Running the Sqoop demo

This documentation corresponds to an earlier product version. Make sure this document corresponds to your version.

Latest DSE documentation | Earlier DSE documentation

The Sqoop demo migrates the data from a MySQL table to text files in CFS. The Sqoop data migration demo uses the MySQL database and data from the North American Numbering Plan. This data consists of the area-code (NPA) and telephone number (Nxx) for the USA and Canada.

Demo requirements

To run the demo, you need:

  • An installation of JDK 1.6.x. The JRE alone will not work.
  • An installation of MySQL
  • Sufficient MySQL database privileges to create database objects
  • A JDBC driver for MySQL in the sqoop/lib directory
  • The connection string that is appropriate for the JDBC driver
  • One or more DSE nodes running the Analytics workload to run the Hadoop job that actually imports data from the external data source
  • A PATH environment variable that includes the bin directory of the DSE installation

Step-by-step procedure

To run the Sqoop demo on a single node on a Mac, for example, follow these steps.

  1. Check the JDK 1.6.x is installed.

  2. Install MySQL and download the JDBC driver for MySQL from the MySQL site. This example uses mysql-connector-java-5.0.8-bin.jar.

  3. Copy the JDBC driver for MySQL to the sqoop/lib directory.

    • RHEL or Debian installations

      /usr/share/dse-demos/sqoop/lib

    • Tar distribution, such as Mac

      <install_location>/demos/sqoop/lib

  4. Put the connector in a directory included in the Sqoop classpath, such as the resources/sqoop subdirectory of your DataStax Enterprise (DSE) installation.

  5. On the command line, start the MySQL daemon. For example:

    sudo ./mysqld_safe --user=mysql
    
  6. Start MySQL and create the demo database:

    sudo ./mysql
    
    mysql> CREATE DATABASE npa_nxx_demo;
    
  7. Then connect to the database and create the table:

    mysql> USE npa_nxx_demo;
    
    mysql> CREATE TABLE npa_nxx (
             npa_nxx_key varchar(16) NOT NULL,
             npa         varchar(3)  DEFAULT NULL,
             nxx         varchar(3)  DEFAULT NULL,
             lat         varchar(8)  DEFAULT NULL,
             lon         varchar(8)  DEFAULT NULL,
             linetype    varchar(1)  DEFAULT NULL,
             state       varchar(2)  DEFAULT NULL,
             city        varchar(36) DEFAULT NULL,
             PRIMARY KEY (npa_nxx_key)
           ) ENGINE=InnoDB DEFAULT CHARSET=latin1;
    
  8. Locate the demos/sqoop directory.

    The location of the demo directory depends on your platform:

    • RHEL or Debian installations

      /usr/share/dse-demos/sqoop

    • Tar distribution, such as Mac

      <install_location>/demos/sqoop

  9. Populate the table by loading the CSV file in the demos/sqoop directory.

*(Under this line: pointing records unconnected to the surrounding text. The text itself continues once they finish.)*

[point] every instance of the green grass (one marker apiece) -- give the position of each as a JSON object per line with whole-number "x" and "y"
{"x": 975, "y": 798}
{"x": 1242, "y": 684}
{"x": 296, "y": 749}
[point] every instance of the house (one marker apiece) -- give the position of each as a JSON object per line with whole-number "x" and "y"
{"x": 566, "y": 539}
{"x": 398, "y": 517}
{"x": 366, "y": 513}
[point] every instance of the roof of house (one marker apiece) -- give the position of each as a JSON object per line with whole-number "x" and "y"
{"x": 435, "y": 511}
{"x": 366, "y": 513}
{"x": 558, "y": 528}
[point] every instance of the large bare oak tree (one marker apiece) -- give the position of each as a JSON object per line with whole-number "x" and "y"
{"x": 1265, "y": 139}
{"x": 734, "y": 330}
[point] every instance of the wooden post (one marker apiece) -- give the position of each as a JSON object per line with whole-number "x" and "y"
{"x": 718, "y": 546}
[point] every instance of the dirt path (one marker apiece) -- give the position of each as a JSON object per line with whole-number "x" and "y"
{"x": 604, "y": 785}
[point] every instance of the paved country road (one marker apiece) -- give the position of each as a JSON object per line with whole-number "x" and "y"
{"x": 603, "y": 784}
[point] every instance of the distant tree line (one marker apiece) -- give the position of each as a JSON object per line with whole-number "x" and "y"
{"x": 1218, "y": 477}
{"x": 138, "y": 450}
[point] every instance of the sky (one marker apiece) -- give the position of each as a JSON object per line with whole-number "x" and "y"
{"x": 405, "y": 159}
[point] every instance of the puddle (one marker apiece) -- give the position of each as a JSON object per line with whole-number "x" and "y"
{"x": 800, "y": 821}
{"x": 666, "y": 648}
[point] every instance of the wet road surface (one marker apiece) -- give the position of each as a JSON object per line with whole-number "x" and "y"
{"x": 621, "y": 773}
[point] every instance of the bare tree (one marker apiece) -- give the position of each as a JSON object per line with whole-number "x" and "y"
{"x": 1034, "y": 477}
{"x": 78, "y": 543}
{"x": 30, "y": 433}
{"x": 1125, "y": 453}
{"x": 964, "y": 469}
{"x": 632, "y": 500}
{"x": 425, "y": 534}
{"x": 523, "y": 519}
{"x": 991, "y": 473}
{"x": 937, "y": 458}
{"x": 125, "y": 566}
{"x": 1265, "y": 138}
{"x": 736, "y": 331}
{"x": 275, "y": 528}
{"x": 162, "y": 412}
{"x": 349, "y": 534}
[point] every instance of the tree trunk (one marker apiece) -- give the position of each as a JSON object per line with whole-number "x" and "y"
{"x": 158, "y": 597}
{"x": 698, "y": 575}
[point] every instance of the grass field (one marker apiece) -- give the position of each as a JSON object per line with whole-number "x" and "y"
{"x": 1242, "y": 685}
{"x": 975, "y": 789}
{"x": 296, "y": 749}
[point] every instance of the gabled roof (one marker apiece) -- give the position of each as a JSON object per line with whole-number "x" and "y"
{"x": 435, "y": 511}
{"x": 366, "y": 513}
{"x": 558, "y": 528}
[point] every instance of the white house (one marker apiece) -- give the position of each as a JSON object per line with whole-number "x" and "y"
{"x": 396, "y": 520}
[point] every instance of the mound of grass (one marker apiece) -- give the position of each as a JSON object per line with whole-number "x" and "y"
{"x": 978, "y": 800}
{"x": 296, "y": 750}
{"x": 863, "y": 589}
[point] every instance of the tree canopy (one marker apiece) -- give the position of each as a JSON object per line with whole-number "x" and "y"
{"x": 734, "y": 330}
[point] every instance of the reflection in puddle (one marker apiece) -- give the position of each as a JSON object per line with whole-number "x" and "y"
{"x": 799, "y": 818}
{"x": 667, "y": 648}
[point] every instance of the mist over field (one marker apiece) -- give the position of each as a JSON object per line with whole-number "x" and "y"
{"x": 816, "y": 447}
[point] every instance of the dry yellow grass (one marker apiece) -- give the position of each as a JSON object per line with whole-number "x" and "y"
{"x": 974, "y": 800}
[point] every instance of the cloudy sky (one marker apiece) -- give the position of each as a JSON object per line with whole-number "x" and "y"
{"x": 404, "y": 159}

    mysql> LOAD DATA LOCAL INFILE 'npa_nxx.csv'
             INTO TABLE npa_nxx_demo.npa_nxx
             FIELDS TERMINATED BY ','
             ENCLOSED BY '"'
             LINES TERMINATED BY '\n';
    

    MySQL returns the following message:

    Query OK, 105291 rows affected (1.01 sec) Records: 105291 Deleted: 0 Skipped: 0 Warnings: 0

  10. Start DSE as an analytics node. The method you use depends on your platform:

    • RHEL or Debian installations

      Edit /etc/default/dse, set HADOOP_ENABLED=1, and start the dse service.

    • Tar distribution, such as Mac

      Make the bin directory in the DSE installation directory, the current directory and run the dse cassandra command using the -t option to start dse. The -t option starts Hadoop and marks the node for Analytics.

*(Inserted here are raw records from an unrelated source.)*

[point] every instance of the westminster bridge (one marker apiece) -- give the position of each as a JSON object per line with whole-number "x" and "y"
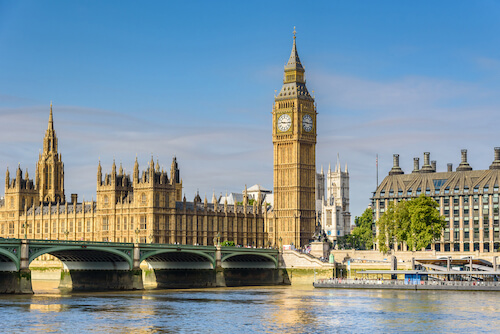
{"x": 91, "y": 265}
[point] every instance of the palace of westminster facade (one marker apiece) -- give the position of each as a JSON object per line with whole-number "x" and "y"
{"x": 149, "y": 207}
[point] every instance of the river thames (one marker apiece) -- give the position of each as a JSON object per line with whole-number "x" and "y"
{"x": 296, "y": 309}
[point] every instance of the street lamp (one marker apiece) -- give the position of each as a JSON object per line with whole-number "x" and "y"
{"x": 25, "y": 226}
{"x": 137, "y": 235}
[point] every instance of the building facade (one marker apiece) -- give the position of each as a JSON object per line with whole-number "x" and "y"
{"x": 467, "y": 198}
{"x": 294, "y": 142}
{"x": 148, "y": 206}
{"x": 144, "y": 207}
{"x": 333, "y": 209}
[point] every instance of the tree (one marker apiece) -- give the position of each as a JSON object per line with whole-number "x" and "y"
{"x": 363, "y": 233}
{"x": 425, "y": 224}
{"x": 416, "y": 222}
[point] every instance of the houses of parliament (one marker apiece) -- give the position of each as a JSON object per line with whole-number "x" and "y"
{"x": 148, "y": 206}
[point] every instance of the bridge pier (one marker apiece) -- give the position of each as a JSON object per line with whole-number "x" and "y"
{"x": 220, "y": 279}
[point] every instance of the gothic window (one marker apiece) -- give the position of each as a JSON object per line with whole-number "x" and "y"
{"x": 105, "y": 224}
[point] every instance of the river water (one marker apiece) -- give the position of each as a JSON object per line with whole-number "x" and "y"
{"x": 296, "y": 309}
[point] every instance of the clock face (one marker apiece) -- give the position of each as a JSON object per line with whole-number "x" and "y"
{"x": 307, "y": 123}
{"x": 284, "y": 122}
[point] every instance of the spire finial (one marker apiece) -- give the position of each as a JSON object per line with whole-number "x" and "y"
{"x": 51, "y": 120}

  11. Use the dse command in the bin directory to migrate the data from the MySQL table to text files in the CFS directory, npa_nxx.

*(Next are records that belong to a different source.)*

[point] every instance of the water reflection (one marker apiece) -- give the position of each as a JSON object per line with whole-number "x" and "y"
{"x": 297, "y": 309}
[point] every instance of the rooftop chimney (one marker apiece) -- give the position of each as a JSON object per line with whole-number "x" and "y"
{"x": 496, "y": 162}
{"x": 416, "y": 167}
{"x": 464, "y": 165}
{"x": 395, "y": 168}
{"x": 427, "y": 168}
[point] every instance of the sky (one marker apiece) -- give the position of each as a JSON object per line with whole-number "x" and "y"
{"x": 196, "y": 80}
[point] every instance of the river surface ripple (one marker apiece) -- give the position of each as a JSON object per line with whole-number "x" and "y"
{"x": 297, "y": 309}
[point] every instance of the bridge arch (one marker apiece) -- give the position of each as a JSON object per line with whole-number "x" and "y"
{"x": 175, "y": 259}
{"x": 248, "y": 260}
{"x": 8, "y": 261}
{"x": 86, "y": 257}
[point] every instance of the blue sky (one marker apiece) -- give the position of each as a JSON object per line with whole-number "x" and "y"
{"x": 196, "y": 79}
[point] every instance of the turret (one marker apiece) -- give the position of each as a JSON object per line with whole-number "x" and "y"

    Use the database username and password or -P instead of --password to be prompted for the database password. If the database account is not password-protected, just omit the password option.

    sudo ./dse sqoop import --connect jdbc:mysql://127.0.0.1/npa_nxx_demo \
      --username root                                                     \
      --password <password>                                               \
      --table npa_nxx                                                     \
      --target-dir /npa_nxx
    

    DSE returns this message: INFO mapreduce.ImportJobBase: Retrieved 105291 records.

To run this demo and import data to nodes in a cluster, the database permissions must be granted to the nodes. For example, use the GRANT ALL command to grant MySQL access to the hosts.